This repository implements the idea of "caption upsampling" from DALL-E 3 with Zephyr-7B and gathers results with SDXL.
"Caption upsampling" is the $10 term for deriving a highly descriptive caption from a short caption. Here is an example:
Short: A bird scaring a scarecrow
Upsampled: A large, vibrant bird with an impressive wingspan swoops down from the sky, letting out a piercing call as it approaches a weathered scarecrow in a sunlit field. The scarecrow, dressed in tattered clothing and a straw hat, appears to tremble, almost as if it’s coming to life in fear of the approaching bird.
This is particularly useful in the context of text-to-image generation.
🌟 Update 23/10/2023: Got featured in this TLDR newsletter.
DALL-E 3 uses GPT-4 for upsampling the captions. This repository aims at providing an implementation with an open-source model that is capable of performing something similar but doesn't require you to pay for the usage.

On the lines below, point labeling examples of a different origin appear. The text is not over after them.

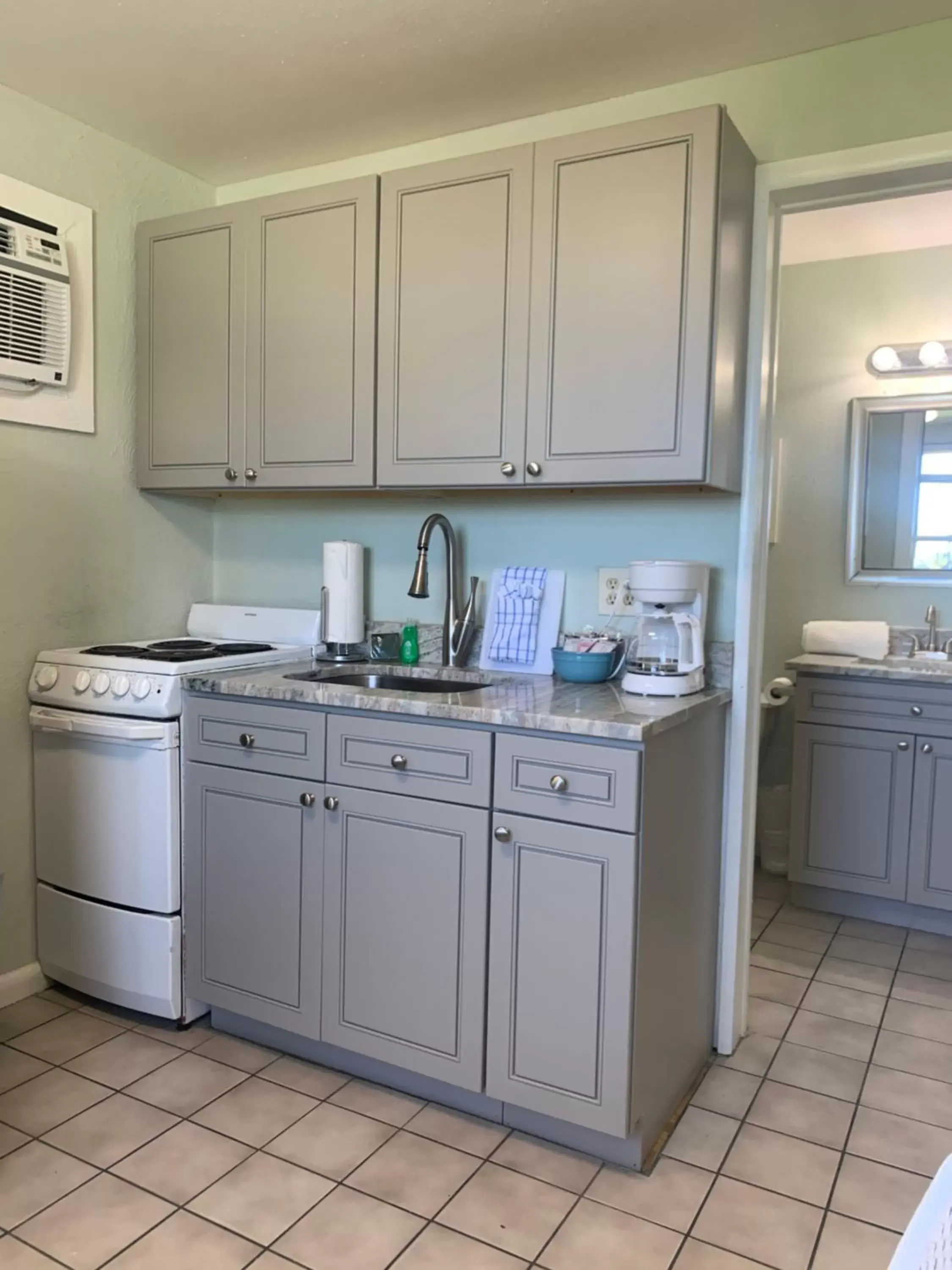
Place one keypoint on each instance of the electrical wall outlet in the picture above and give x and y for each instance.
(611, 581)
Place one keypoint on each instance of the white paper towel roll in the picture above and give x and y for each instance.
(855, 639)
(343, 578)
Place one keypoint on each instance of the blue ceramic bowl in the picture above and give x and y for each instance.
(583, 667)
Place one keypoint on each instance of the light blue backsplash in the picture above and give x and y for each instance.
(268, 550)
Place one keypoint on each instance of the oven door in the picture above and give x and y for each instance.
(107, 808)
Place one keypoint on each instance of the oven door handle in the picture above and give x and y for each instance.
(108, 729)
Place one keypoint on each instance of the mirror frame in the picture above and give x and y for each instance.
(860, 412)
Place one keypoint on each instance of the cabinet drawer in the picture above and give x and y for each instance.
(886, 707)
(568, 780)
(452, 765)
(278, 740)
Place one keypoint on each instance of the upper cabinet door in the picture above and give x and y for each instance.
(191, 352)
(454, 322)
(311, 312)
(625, 228)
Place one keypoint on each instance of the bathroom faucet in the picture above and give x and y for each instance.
(932, 619)
(457, 630)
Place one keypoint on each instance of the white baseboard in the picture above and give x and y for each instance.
(17, 985)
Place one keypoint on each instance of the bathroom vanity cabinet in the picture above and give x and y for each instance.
(568, 313)
(872, 794)
(520, 925)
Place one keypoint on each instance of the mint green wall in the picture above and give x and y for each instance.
(84, 554)
(268, 550)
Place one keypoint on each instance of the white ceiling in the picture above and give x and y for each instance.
(867, 229)
(230, 89)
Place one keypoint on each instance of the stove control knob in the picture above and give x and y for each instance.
(47, 677)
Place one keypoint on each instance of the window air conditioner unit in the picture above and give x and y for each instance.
(35, 301)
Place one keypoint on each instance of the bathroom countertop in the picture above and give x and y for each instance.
(532, 703)
(900, 668)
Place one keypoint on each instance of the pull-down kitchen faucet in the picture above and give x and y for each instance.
(457, 630)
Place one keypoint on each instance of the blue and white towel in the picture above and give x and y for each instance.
(518, 606)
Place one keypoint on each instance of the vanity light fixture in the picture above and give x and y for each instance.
(933, 357)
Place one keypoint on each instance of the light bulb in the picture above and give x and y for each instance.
(933, 353)
(885, 359)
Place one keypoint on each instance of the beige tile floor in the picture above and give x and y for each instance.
(145, 1149)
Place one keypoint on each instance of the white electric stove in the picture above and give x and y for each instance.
(108, 794)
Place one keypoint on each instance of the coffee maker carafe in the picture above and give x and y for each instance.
(667, 653)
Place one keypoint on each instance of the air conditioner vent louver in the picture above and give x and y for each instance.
(35, 303)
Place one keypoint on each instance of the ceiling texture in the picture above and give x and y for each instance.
(230, 89)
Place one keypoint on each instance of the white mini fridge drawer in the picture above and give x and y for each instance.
(131, 959)
(108, 808)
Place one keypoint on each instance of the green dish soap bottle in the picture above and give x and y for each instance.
(409, 646)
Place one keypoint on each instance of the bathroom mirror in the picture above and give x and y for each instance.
(900, 491)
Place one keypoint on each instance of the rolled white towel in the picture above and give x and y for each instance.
(855, 639)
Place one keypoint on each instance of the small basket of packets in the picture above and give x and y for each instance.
(589, 657)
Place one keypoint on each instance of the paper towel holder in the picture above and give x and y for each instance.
(336, 652)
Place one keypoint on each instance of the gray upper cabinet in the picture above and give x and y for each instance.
(561, 971)
(640, 276)
(253, 861)
(191, 351)
(405, 933)
(454, 320)
(311, 313)
(931, 840)
(852, 802)
(257, 343)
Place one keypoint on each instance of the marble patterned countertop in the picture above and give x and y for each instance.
(532, 703)
(902, 668)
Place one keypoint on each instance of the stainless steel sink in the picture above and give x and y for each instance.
(400, 682)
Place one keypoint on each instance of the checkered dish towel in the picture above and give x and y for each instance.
(518, 605)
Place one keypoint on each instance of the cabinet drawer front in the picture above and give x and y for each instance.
(874, 704)
(451, 765)
(568, 780)
(278, 740)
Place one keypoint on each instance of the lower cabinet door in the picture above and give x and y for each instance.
(253, 848)
(851, 807)
(561, 971)
(931, 840)
(405, 933)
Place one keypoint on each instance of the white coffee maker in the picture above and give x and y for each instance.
(667, 653)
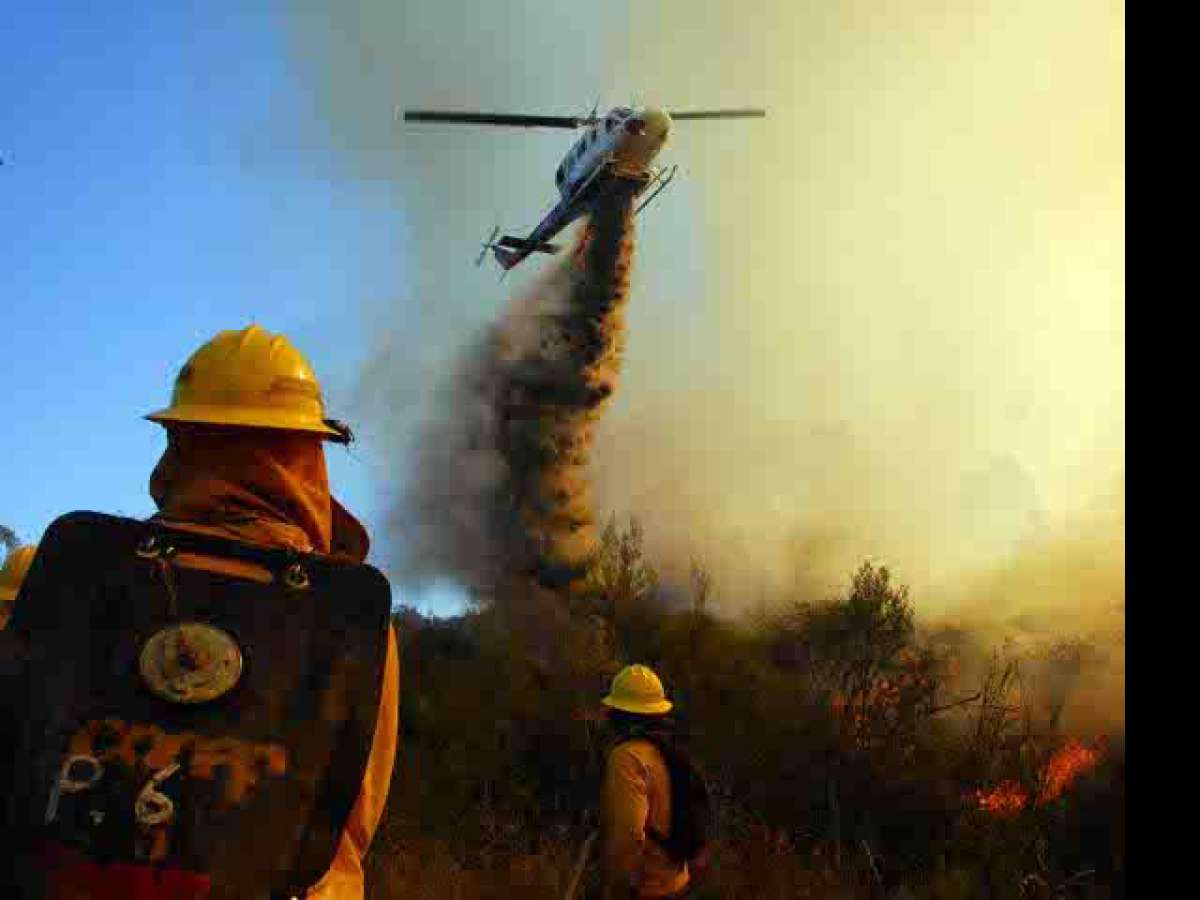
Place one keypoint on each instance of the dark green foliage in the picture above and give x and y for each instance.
(838, 766)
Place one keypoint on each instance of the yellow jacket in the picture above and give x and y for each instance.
(273, 489)
(636, 792)
(345, 879)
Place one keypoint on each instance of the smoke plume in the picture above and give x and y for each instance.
(499, 484)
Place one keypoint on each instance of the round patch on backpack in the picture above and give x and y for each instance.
(190, 663)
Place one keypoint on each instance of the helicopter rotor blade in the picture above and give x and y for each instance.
(527, 121)
(717, 114)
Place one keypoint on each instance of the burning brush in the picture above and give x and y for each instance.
(1008, 799)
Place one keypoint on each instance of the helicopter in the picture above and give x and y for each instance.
(622, 144)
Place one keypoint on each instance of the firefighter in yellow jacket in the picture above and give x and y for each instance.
(250, 750)
(11, 576)
(636, 795)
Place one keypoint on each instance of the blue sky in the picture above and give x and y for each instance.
(165, 178)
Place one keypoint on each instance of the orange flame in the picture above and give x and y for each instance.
(1065, 767)
(1005, 801)
(1008, 798)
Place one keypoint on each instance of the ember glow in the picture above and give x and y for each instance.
(1065, 767)
(1008, 798)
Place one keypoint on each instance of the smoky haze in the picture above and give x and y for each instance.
(886, 322)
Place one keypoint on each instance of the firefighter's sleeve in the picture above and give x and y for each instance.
(627, 805)
(345, 879)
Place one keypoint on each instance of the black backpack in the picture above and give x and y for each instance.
(691, 808)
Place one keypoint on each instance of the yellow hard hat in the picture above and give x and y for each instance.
(16, 567)
(249, 378)
(636, 689)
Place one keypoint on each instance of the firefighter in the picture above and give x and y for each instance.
(636, 814)
(238, 739)
(11, 576)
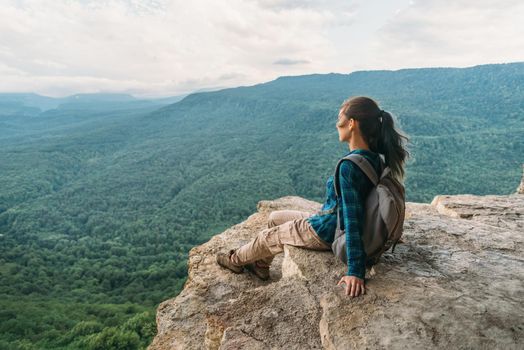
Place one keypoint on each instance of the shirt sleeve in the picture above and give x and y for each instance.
(351, 180)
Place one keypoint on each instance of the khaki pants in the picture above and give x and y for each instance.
(284, 227)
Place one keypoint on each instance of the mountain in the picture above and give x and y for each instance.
(101, 201)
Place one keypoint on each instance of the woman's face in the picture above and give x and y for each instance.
(344, 127)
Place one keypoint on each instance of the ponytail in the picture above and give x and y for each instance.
(391, 143)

As such it makes use of the "zephyr-7b-alpha" model, fine-tuned from the mighty Mistral-7B model.
You can find the upsampled captions from the DrawBench (introduced in Imagen) benchmark dataset here: sayakpaul/drawbench.
Refer to the upsample_drawbench_captions.py
script for implementation details.
After the DrawBench prompts were "upsampled", the generate_images.py
script was used to generate images with the regular DrawBench prompts and the upsampled ones. You can find all the images here: sayakpaul/drawbench-sdxl.
This section presents results generated using the SDXL Refiner and Kandinsky V2.2. These were generated using the scripts from the additional_examples
directory.
-
Since SDXL uses CLIP, upsampled captions leading to more than 77 tokens will not be fully utilized. One way to remedy this would be to change the system prompt here so that the underlying generation model is more length-aware.
This repository uses the prompt template from the DALL-E 3 technical report (Appendix C).
-
DALL-E 3 conducts training on a recaptioned dataset where the captions were regenerated to be much more detailed using GPT-4. It then demonstrates the effectiveness of using detailed prompts during inference. However, existing works (as noted in here) show that it's possible to improve the generation quality of existing systems like SDXL with detailed prompts even when they weren't particularly trained on similar datasets with very detailed captions.
-
It's important to investigate the output of the language model that's producing the descriptive captions. This directly impacts the quality of the images. As mentioned above, the prompt template is the original one used in the DALL-E 3 report. However, different language models might respond differently to that template. So, figuring out which template gives the best output most of the time is crucial.
The core idea of using detailed prompts to improve the quality of the generated samples has been explored before. Readers are welcome to check out the following resources in this regard:
- "Better prompt engineering" section from this doc
- lllyasviel/Fooocus
Additionally, PixArt-Alpha shows that fine-tuning on a dataset with highly detailed captions can lead to substantial quality improvements.